Ah! c’est Kazbitch! pensai-je et je me souvins de la cotte de mailles.


– Oui! répondit celui-ci, après un instant de silence; dans tout Kabarda il n’a pas son pareil! Une fois, c’était au-delà du Terek, j’étais parti avec des Abreks pour enlever des troupeaux russes; nous ne réussîmes pas et nous nous dispersâmes dans tous les sens; j’avais à ma poursuite quatre Cosaques. Et déjà, j’entendais leurs cris et leurs jurements de très près, lorsque devant moi se présenta un bois épais. Couché sur ma selle, je me recommandai à Allah et pour la première fois de ma vie, j’offensai mon coursier en le frappant du fouet.
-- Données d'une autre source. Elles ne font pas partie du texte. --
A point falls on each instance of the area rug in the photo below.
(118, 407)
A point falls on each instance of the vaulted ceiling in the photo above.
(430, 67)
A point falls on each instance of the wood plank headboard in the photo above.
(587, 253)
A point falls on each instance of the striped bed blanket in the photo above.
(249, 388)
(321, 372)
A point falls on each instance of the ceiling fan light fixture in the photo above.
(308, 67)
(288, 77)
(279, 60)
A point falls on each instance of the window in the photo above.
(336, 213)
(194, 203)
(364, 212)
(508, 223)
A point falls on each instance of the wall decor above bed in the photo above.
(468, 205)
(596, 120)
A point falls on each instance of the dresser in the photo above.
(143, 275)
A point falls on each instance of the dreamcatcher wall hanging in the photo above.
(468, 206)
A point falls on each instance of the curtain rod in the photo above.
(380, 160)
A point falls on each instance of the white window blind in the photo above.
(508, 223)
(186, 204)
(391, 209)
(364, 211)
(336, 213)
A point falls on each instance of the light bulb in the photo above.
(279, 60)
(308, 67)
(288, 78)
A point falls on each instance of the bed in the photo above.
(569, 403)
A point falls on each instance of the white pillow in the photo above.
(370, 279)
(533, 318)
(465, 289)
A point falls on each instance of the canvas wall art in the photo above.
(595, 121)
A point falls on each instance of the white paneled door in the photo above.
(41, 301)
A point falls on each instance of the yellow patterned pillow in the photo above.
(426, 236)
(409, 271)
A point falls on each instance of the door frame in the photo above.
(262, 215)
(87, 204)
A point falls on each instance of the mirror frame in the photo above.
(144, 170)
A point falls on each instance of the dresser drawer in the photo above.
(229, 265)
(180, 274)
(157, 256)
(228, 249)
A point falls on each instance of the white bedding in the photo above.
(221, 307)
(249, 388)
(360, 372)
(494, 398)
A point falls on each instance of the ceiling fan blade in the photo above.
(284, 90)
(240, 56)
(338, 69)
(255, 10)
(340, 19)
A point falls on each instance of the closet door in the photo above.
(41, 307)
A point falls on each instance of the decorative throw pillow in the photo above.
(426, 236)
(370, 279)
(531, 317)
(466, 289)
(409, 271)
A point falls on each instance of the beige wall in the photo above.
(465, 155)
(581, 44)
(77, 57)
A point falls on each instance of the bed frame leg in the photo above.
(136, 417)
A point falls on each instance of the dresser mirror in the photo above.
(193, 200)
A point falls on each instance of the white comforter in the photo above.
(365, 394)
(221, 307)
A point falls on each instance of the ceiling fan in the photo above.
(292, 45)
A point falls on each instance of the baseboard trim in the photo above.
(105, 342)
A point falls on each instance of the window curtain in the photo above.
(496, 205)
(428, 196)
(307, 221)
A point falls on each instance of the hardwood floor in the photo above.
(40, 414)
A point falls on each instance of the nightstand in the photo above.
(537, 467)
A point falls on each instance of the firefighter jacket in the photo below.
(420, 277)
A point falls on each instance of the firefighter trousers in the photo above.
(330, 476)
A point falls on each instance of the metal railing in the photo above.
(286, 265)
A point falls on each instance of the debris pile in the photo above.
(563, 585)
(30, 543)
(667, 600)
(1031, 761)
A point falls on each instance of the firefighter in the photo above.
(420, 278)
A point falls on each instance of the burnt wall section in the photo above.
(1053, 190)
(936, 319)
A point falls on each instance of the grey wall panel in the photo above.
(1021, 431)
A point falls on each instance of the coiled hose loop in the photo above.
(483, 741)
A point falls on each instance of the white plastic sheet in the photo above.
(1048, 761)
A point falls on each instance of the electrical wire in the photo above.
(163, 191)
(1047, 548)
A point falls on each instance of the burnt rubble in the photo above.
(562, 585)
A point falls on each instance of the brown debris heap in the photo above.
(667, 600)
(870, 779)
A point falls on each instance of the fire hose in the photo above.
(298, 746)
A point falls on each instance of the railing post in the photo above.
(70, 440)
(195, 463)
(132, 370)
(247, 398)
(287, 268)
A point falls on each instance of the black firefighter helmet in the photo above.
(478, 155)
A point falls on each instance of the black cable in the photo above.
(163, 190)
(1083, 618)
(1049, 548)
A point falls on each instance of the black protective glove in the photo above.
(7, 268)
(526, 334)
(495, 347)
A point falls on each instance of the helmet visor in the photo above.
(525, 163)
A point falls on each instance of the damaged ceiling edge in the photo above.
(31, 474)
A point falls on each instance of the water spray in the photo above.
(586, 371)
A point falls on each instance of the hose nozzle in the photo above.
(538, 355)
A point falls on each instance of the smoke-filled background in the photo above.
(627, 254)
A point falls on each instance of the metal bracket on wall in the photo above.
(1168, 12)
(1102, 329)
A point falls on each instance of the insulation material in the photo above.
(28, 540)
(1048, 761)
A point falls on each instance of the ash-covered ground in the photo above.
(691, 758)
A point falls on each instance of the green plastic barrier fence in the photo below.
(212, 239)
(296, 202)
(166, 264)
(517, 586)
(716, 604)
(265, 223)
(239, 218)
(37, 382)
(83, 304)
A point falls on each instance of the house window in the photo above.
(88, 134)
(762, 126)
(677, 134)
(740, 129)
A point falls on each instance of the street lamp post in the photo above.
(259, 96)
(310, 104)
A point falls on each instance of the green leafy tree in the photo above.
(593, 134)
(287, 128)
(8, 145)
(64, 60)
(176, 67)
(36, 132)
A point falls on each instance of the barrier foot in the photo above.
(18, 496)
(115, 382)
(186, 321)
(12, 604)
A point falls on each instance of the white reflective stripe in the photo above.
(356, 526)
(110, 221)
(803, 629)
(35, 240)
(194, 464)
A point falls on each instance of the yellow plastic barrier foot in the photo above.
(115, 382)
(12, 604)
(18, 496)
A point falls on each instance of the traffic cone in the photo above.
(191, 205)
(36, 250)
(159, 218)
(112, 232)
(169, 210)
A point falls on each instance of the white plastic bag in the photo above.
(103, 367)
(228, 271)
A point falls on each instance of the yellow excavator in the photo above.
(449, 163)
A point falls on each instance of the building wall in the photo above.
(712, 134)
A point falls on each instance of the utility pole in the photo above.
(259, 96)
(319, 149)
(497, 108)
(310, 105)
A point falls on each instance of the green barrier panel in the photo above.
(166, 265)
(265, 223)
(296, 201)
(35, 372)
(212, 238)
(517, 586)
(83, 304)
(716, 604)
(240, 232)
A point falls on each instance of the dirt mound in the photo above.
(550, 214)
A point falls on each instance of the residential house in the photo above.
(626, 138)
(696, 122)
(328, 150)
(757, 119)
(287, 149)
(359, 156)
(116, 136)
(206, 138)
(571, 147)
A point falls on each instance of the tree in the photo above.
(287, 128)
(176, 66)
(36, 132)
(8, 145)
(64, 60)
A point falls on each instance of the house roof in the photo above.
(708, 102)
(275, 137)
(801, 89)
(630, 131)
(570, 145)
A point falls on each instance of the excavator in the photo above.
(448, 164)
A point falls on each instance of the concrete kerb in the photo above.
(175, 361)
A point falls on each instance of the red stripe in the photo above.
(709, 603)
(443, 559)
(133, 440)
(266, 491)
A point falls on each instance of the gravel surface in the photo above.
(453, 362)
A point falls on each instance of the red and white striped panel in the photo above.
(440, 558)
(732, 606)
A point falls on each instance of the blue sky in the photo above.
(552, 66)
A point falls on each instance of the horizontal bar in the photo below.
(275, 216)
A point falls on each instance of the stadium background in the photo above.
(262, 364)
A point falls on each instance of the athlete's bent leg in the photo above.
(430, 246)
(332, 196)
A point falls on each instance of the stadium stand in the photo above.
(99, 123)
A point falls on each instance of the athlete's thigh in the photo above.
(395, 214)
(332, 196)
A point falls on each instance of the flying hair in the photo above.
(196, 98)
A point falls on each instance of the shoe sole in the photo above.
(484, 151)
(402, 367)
Comme un oiseau, il plongea au milieu des branches; les épines tranchantes déchiraient mes vêtements; les branches sèches me battaient le visage; et mon cheval bondissait par-dessus les troncs d’arbres coupés et enfonçait les buissons avec sa poitrine. Il aurait mieux valu peut-être l’abandonner et me cacher à pied dans le bois, mais je n’eus pas le cœur de m’en séparer et le prophète m’en récompensa. Plusieurs balles sifflèrent au-dessus de ma tête; les Cosaques étaient descendus de cheval et couraient sur mes traces; quand tout à coup devant moi, s’ouvre un précipice. Mon coursier hésite un instant, puis s’élance; ses pieds de derrière glissent sur le bord opposé, il reste accroché par les pieds de devant; alors j’abandonne les rênes et roule dans le précipice: ce fut le salut de mon cheval qui parvint à se replacer d’un bond. Les Cosaques avaient vu tout cela; mais pas un d’eux n’osa se mettre à ma poursuite; ils crurent assurément que je m’étais tué et je les entendis s’élancer pour prendre mon cheval.